I have a request. I would like for all of you to please stop putting your video game hacks on the web. If you want to spent your spare time pretending to be a programmer, that's fine. Everyone should have a hobby. I just don't see why the rest of us should have to be subjected to your creativity.

Example number 1 is Knuckio. Based on the name, I think this is Knuckles in Super Mario Bros. Based on the visuals, I'm not so sure. Knuckles kinda looks like a dog to me. Yup, that's Clifford. Clifford the Big Red Dog is in the Mushroom Kingdom. And here's a tip for all you would-be hackers out there: change the text too. Look at the score. Mario has 6,150 points. How'd he get those points? I haven't even seen him anywhere in this game. And how many points does Clifford have?

Open your eyes, Toad.
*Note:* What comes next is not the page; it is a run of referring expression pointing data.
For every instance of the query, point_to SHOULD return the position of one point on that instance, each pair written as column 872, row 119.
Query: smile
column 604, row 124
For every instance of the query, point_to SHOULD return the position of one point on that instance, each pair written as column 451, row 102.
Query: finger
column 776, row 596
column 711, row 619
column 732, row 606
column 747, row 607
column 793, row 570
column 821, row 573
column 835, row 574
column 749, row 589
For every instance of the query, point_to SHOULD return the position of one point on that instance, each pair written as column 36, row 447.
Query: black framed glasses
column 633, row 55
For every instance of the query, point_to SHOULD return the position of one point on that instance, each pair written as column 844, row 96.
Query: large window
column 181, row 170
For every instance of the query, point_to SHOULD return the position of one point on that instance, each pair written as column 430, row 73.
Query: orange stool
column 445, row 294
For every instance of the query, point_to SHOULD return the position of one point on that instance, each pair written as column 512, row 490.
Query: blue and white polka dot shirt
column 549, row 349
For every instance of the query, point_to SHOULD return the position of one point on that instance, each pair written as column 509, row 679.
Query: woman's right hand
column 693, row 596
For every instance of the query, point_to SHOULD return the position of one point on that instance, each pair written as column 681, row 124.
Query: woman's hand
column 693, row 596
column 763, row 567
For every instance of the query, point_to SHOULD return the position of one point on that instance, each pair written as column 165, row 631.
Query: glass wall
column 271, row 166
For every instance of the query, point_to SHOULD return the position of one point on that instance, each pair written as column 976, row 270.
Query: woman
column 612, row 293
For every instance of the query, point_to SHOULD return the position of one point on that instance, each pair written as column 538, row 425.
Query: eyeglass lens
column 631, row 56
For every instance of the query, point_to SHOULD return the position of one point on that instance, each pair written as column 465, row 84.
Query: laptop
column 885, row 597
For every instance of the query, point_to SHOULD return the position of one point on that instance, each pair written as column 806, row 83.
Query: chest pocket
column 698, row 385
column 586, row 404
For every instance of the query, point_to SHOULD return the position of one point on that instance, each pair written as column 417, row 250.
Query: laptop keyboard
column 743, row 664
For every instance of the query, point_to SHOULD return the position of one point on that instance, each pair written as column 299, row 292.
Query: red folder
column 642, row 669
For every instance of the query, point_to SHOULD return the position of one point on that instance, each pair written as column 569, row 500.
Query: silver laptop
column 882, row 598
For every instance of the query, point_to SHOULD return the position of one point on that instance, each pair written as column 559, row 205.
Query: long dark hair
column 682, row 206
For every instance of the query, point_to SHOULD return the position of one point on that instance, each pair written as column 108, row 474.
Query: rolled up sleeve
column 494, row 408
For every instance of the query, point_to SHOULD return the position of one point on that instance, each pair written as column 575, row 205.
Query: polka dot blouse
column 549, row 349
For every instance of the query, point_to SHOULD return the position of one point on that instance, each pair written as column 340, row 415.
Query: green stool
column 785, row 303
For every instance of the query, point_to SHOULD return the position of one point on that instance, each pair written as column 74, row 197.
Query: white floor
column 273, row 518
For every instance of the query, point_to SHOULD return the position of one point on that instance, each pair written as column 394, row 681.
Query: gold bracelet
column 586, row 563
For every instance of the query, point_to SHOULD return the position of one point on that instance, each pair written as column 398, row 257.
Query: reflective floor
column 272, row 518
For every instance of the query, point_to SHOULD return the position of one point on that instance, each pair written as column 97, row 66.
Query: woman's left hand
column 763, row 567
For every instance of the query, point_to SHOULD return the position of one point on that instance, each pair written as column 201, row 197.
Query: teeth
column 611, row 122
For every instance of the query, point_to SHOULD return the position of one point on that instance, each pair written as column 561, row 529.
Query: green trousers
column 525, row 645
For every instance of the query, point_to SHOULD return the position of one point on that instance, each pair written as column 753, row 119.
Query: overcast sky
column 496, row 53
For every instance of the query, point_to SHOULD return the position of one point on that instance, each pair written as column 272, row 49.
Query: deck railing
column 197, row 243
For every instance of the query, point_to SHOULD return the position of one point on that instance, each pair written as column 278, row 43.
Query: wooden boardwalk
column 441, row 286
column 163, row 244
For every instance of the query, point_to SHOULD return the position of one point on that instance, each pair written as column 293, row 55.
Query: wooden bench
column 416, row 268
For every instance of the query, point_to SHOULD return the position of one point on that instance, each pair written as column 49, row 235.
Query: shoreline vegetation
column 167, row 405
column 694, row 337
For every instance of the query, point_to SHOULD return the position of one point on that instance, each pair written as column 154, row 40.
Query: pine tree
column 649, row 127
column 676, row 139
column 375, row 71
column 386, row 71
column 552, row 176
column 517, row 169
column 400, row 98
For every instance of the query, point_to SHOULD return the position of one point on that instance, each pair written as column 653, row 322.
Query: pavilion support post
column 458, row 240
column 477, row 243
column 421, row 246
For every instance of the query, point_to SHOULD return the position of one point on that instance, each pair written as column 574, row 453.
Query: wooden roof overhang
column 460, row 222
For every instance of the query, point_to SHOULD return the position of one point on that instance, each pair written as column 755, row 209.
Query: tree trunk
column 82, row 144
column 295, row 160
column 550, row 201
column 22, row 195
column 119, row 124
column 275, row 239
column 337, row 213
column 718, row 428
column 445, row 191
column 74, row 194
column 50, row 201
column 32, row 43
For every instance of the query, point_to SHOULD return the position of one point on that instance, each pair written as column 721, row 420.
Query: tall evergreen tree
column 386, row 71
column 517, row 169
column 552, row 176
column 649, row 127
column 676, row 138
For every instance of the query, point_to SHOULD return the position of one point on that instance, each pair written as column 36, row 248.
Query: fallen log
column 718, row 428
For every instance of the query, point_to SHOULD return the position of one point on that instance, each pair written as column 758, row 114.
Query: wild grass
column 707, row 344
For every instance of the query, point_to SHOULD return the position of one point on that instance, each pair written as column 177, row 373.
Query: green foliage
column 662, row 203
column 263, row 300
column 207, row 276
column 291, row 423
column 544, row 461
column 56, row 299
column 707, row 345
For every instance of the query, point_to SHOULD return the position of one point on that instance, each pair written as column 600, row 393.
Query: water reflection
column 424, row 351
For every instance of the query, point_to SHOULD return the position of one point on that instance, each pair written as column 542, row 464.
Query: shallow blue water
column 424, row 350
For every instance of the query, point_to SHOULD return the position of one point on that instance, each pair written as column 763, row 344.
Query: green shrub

That's not Mario. It's Clifford. I know they're both red, but they look nothing alike. Mario is a plumber. Clifford is a Big Red Dog. Not as big as you right now. But just wait. Next level he'll find a power-up. While he's doing that, maybe you can do something useful for once and figure out which castle the princess is actually in.

Speaking of power-ups, what the hell is this thing? Flaming toaster? Box of Kleenex? It replaces the flower. I never understood how eating a flower would give you the ability to shoot fireballs anyway, so I guess a flaming toaster is actually an improvement. That's one point for you, lazy hacker! Now do us all a favor and quit.